Using the CRISPR/Cas9 gene editing approach, researchers from the University Medical Center Utrecht have targeted sites in three different herpesviruses to inhibit viral replication.

As Utrecht's Emmanuel Wiertz, Robert Lebbink, and their colleagues report in PLOS Pathogens this week, they used the guide RNAs of the CRISPR/Cas9 system to target essential viral genes in herpes simplex virus type 1, human cytomegalovirus, and Epstein-Barr virus, which respectively cause cold sores, congenital defects, and mononucleosis or even some malignancies.

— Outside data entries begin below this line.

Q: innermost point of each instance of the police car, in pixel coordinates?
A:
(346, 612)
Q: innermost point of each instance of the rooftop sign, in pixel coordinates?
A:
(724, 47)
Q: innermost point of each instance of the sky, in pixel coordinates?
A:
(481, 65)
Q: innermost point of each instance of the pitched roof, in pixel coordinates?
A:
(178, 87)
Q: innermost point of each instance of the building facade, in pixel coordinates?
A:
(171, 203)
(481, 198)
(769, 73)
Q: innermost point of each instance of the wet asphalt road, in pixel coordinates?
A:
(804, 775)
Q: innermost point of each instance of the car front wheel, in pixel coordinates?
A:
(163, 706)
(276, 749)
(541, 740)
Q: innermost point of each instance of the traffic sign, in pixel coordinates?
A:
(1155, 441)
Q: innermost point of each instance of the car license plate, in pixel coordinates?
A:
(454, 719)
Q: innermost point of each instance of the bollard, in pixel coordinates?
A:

For instance, for Epstein-Barr virus, the researchers targeted EBNA1, a constitutively expressed gene in EBV-infected cells, and this, they reported, led to a 50 percent to 60 percent decline of latent EBV in their experimental cell line. When they added a second gRNA aimed at a separate part of EBNA1, they observed a 95 percent loss of EBV.

"We could efficiently remove the latent genome from infected cells, essentially curing cells from their invader," Lebbink tells New Scientist.

He and his colleagues similarly targeted genes in HSV-1 and HCV to limit viral replication.

"The findings presented in this study open new avenues for the development of therapeutic strategies to combat pathogenic human herpesviruses using novel genome-engineering technologies," the researchers add in their paper.